League spokesman Mike Bass said the NBA and the National Basketball Players Association are “engaged in exploratory conversations” with The Walt Disney Company about a late-July restart at Disney’s ESPN Wide World of Sports Complex.
It would be a “single site for an NBA campus for games, practices and housing,” Bass said.
“Our priority continues to be the health and safety of all involved, and we are working with public health experts and government officials on a comprehensive set of guidelines to ensure that appropriate medical protocols and protections are in place,” Bass said.
The news of where and when comes amid a report of how the league plans to reopen. The Athletic reported Saturday that the league sent a survey to every general manager asking their opinion about how to restart the season. The survey went out Friday night, according to the report.
The options, according to the report:
1. Restart with the regular season en route to playing between 72 and 76 games total before proceeding to playoffs. GMs were also asked to vote on the number of regular season games to be played. All teams had played between 63 and 67 when the league put a pause to the season March 11 due to the coronavirus pandemic.
2. Restart straight to a 16-team, best-of-seven playoff.
3. A “playoff plus” option of adding teams, either through a play-in tournament or replacing the first round with a group stage. GMs were given several options for the number of teams as well as the format.
4. How late in the year should the season go, with the range of options from Labor Day through Nov. 1.

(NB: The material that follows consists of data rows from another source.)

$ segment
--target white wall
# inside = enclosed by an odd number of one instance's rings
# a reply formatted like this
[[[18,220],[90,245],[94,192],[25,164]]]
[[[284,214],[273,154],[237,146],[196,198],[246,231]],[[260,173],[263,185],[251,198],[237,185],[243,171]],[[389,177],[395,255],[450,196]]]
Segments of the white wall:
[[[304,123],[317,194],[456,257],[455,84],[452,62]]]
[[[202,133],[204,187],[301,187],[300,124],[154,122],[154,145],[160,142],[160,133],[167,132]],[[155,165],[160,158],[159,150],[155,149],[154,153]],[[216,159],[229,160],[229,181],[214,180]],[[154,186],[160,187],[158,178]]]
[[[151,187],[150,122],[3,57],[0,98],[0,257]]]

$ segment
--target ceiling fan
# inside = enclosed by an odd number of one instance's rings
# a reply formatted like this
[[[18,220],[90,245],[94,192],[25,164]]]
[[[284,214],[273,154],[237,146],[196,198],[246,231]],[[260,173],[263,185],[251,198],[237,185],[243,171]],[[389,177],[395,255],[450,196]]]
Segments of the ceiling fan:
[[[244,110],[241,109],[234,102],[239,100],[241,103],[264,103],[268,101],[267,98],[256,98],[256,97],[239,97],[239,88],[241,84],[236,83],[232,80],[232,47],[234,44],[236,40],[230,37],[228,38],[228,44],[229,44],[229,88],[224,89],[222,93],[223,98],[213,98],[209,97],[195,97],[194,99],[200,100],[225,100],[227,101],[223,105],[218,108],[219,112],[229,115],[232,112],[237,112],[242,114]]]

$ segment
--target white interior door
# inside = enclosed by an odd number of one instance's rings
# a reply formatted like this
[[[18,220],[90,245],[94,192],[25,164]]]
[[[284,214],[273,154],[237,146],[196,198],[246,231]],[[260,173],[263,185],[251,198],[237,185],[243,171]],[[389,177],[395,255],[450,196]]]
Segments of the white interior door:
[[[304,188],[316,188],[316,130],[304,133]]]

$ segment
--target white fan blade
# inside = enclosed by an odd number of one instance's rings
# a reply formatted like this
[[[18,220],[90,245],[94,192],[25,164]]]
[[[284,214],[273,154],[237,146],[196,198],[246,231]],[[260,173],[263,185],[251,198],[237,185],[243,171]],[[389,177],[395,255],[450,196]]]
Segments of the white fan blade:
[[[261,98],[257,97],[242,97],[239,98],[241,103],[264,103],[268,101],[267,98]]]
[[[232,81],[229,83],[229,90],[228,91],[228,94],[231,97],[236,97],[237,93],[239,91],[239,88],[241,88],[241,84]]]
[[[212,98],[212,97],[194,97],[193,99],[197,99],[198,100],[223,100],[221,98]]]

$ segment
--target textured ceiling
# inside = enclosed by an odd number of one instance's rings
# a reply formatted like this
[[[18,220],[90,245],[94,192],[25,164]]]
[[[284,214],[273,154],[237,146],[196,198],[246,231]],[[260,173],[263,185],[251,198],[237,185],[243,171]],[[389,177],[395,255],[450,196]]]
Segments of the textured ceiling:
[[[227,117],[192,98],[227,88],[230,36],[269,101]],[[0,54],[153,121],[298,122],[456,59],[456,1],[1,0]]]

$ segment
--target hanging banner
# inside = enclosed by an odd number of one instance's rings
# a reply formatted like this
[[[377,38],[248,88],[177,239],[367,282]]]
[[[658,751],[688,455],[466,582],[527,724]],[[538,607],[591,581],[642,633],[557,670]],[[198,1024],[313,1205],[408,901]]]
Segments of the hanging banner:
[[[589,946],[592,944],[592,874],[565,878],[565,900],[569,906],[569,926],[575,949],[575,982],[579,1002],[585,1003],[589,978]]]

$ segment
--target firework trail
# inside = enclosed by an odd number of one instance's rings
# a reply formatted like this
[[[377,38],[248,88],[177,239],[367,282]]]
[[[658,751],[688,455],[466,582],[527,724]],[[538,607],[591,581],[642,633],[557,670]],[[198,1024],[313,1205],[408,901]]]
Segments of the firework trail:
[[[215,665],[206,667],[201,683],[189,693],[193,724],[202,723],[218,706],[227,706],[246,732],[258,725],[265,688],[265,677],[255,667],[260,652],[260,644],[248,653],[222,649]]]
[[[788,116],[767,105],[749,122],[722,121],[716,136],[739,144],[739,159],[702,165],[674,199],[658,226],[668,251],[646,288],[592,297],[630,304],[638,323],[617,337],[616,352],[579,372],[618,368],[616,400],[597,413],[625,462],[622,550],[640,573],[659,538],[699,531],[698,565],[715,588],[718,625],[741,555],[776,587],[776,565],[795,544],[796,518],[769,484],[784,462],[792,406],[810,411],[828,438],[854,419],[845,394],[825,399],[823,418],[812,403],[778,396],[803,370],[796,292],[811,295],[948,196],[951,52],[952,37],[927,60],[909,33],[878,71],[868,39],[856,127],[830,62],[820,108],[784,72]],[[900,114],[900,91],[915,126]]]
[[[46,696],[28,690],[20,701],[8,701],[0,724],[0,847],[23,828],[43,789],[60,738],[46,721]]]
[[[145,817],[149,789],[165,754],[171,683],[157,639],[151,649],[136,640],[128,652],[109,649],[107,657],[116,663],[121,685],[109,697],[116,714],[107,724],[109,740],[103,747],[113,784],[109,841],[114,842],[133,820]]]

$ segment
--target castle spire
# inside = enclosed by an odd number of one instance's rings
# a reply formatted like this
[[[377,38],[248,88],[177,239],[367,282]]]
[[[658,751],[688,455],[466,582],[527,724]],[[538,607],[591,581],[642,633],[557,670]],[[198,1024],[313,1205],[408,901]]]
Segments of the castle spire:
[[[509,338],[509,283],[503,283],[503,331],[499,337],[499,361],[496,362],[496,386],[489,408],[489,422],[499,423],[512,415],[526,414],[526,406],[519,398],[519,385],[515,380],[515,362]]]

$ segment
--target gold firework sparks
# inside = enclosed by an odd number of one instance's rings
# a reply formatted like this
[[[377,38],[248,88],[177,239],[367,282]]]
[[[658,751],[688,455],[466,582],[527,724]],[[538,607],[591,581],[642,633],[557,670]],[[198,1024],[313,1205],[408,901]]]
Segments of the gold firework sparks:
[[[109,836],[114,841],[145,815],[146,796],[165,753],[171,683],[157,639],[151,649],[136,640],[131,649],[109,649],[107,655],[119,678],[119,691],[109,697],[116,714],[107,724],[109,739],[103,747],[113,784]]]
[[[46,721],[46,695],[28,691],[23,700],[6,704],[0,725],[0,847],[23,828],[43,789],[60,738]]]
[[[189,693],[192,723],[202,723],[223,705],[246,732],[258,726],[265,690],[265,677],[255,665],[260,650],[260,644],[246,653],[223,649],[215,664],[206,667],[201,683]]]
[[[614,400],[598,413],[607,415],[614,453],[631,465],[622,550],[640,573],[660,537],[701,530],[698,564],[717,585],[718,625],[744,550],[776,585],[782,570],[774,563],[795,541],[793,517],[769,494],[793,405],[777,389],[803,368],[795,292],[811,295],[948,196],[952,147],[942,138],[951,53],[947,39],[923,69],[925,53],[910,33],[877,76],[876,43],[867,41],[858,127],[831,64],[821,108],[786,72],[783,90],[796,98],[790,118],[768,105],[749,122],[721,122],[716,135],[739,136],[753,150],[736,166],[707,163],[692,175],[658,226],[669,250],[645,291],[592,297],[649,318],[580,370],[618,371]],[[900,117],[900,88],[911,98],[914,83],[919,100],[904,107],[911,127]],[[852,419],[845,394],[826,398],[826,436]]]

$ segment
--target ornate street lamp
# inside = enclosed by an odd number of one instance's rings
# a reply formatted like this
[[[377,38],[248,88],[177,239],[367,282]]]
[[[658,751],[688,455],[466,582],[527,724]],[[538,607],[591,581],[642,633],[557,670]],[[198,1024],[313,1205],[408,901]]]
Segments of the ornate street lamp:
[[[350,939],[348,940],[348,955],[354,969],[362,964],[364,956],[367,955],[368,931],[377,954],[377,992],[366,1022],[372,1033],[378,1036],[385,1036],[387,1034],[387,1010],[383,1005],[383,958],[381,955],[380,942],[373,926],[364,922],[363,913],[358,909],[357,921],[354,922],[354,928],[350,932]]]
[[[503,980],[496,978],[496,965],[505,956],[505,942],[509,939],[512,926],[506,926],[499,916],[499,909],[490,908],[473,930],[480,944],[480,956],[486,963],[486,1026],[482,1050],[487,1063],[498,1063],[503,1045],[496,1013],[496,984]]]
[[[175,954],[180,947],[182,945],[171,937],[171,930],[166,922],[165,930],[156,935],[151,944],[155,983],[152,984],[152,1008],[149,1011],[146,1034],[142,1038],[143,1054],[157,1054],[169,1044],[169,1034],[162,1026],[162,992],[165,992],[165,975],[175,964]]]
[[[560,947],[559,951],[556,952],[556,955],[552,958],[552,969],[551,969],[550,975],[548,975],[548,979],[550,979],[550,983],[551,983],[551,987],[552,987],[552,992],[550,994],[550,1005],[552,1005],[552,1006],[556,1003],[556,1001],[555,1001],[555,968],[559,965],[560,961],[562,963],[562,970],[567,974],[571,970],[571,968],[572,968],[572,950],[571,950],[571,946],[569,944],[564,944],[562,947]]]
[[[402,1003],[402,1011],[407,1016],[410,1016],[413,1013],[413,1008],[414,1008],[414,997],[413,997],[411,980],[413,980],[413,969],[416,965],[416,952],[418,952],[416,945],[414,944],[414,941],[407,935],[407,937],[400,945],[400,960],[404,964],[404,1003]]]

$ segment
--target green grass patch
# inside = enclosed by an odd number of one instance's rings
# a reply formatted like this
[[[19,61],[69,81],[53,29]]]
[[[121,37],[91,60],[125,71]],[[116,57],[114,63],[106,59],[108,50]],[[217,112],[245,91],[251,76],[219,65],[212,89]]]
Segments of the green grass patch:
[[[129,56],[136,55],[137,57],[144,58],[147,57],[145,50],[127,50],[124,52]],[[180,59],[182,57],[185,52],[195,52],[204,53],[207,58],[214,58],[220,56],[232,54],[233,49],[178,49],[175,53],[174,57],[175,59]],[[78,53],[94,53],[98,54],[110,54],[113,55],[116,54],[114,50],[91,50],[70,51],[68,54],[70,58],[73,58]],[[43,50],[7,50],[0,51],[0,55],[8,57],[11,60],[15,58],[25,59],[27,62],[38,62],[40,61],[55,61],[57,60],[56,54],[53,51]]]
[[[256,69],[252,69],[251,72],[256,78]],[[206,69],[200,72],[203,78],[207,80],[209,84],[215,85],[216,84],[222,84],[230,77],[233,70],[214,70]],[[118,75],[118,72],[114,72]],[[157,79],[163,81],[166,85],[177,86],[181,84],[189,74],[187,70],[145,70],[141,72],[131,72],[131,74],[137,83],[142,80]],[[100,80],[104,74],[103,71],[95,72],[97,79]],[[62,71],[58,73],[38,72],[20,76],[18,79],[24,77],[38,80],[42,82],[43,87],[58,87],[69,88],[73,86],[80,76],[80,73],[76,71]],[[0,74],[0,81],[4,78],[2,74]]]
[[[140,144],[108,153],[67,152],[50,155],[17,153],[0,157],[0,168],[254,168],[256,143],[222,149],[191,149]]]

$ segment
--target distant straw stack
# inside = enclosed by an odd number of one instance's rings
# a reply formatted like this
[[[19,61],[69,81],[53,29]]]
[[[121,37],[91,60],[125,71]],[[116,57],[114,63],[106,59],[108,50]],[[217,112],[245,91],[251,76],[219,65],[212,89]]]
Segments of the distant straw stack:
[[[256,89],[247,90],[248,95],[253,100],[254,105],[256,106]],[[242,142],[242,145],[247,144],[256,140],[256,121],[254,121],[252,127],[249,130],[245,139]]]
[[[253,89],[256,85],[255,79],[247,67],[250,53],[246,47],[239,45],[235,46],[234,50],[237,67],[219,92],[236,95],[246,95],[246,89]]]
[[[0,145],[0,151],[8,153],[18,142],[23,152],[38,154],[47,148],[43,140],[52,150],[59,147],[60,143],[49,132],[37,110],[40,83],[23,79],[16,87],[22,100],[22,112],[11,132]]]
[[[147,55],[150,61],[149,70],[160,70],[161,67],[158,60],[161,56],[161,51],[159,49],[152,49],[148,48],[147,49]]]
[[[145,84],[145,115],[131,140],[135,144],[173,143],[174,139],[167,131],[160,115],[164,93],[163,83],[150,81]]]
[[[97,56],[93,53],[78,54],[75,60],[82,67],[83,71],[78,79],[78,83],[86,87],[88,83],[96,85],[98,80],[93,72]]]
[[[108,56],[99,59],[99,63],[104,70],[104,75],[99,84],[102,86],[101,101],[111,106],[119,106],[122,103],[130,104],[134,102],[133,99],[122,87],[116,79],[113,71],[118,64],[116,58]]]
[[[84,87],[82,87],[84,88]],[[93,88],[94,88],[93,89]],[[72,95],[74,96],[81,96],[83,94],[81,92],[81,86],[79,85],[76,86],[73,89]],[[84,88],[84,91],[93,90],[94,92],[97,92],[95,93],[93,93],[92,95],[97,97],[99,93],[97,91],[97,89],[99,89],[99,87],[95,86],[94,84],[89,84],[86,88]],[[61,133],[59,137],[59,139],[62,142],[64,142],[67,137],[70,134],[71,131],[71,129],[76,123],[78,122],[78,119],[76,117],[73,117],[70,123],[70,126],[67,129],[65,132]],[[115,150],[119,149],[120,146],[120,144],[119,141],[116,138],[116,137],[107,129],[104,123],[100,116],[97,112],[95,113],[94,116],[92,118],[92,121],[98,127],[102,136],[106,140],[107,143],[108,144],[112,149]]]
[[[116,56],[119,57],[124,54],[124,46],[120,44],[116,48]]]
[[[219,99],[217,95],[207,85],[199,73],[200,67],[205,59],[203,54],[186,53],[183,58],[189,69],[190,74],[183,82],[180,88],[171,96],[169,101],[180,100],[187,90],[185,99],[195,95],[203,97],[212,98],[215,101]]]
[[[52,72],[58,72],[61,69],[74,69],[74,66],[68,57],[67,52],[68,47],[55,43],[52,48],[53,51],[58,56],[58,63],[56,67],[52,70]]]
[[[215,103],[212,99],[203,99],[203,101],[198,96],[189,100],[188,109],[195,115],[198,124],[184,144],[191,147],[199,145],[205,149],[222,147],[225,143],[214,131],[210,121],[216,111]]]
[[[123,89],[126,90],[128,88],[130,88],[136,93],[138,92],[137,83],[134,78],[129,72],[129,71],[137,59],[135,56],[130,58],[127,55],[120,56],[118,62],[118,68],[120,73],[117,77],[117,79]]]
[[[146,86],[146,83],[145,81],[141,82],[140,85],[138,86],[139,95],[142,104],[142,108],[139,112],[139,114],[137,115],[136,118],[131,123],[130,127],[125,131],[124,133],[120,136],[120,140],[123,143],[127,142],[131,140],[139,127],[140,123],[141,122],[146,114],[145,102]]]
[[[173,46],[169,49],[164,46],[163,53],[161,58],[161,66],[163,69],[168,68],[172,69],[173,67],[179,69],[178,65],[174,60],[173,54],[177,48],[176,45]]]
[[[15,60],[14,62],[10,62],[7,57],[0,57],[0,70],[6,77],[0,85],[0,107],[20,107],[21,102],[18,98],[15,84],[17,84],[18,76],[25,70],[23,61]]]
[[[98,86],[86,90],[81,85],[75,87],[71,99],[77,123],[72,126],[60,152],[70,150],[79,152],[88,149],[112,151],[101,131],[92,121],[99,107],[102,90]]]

The NBA Board of Governors is scheduled to hold a call on May 29, according to the report.
STRAIGHT TO CAMPUS SITE
Meanwhile, at least four teams are asking the NBA to have players travel directly to the league’s proposed “campus” site to resume training rather than having them first come to the clubs’ home cities, ESPN reported Friday.
The NBA reportedly is looking at using one or a few venues to house multiple teams ahead of a resumption of play amid the coronavirus pandemic. Orlando and Las Vegas have been mentioned prominently as candidates to host teams in a bubble-like environment in which all players and staffers would receive regular COVID-19 tests.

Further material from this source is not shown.